When you’re
out fishing, you get your scorecard in real time. You know how many fish you’re
catching — or at very least how many are taking your offering. When that
happens, you know you’re doing something right.
On the
other hand, if you’re not catching fish, you often don’t know why. It could be
that you’re doing something wrong — a clumsy approach, bad technique, poor
choice of fly or bait, whatever. Or it could be that you’re fishing a good
piece of water and the fish simply aren’t there or aren’t feeding at the
moment. Hard to say.
In other
words, it’s like advertising in some respects. Which is why a common saying,
attributed to F.W. Woolworth and others, is, “Half the money I spend on
advertising is wasted. The problem is, I don’t know which half.”
The Author on Television
I used that
quote in a post two months ago, in which I said I was going to do a test on
advertising my mystery novel, Not Death, But Love, on cable TV. At the time of the posting, I’d just signed an
agreement to run a 30-second spot in a relatively small
cable market (Monterey County, CA) to see what sort of bump it would provide
for my book sales.
It was
clearly an experiment. Based on the number of people who would be seeing it,
there was no way I could sell enough copies of the book to pay the whole cost
of the ad. However, I reasoned that if I got a discernibly good response, that
would tell me that this sort of advertising can be effective, and the next step
would be to see how to use the video tool in a more cost-effective way.
I worked
with a cable consultant to come up with a package that would put the spot in
front of a large number of women aged 35-64, a good target market for my type
of mystery. It ran a couple hundred times on six different channels in the
market, and the results are now in.
It failed
utterly.
What Went Wrong?
Like the
angler who thinks he’s doing things right, but getting no love from the fish, I
was perplexed. I had expected I’d see at minimum a modest boost in sales from
the ad, yet during the two weeks it was running, I sold fewer books than I had
the prior two weeks. And the prior two weeks were slow, so sales in the ad
period couldn’t even clear a very low bar. No way you can put lipstick on that
pig.
So the
question is why did it fail?

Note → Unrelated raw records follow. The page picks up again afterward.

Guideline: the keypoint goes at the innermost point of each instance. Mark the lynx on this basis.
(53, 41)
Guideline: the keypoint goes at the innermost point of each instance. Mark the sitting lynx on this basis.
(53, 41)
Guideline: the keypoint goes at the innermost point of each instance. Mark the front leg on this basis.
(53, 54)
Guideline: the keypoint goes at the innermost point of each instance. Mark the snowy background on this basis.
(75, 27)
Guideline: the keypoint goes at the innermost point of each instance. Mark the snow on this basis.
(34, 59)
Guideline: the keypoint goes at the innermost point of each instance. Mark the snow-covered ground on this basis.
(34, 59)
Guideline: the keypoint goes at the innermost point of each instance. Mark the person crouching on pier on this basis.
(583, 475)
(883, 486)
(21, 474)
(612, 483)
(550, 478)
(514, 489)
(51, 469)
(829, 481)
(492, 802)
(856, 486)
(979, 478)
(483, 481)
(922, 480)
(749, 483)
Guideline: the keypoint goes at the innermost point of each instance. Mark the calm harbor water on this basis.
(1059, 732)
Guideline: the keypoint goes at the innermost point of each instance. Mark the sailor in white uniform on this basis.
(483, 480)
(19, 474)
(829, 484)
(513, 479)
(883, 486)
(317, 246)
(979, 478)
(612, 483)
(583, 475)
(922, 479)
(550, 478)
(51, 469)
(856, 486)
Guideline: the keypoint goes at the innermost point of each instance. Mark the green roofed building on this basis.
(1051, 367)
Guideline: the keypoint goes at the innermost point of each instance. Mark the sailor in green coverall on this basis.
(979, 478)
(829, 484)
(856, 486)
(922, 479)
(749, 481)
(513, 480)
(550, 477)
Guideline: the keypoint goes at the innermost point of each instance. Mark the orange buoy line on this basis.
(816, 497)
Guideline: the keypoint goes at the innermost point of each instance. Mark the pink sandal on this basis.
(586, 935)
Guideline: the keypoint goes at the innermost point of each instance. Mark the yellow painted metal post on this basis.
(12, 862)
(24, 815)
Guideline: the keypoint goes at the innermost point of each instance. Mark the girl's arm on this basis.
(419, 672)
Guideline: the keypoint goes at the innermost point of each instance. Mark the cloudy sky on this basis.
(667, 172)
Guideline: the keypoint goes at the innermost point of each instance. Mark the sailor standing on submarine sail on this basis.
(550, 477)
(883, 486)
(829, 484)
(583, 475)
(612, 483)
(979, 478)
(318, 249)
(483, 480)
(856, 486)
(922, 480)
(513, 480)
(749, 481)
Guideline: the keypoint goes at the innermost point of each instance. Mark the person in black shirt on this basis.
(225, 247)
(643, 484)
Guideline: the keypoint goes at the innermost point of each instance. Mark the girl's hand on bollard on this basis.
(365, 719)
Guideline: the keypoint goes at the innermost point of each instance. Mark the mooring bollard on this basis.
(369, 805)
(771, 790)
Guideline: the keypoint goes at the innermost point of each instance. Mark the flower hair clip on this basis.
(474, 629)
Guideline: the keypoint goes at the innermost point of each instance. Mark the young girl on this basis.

The reasons I can think of include: The ad wasn’t
good; the book was wrong for the target market; the brief experiment didn’t
connect with enough repeat viewers; requiring people to go to Amazon to buy the
book may have been too much to ask; people screen out TV ads and nobody saw it;
people needed to see it a couple more times before taking action.
My gut
sense is that it likely wasn’t the first two reasons, and that the problem had
more to do with the fact of hitting an audience with a completely unknown
product. In such a case, it would probably take more ad repetitions than I
could afford to drive a fair number of people to log on to Amazon and buy the
book. Well, that’s my best guess anyway.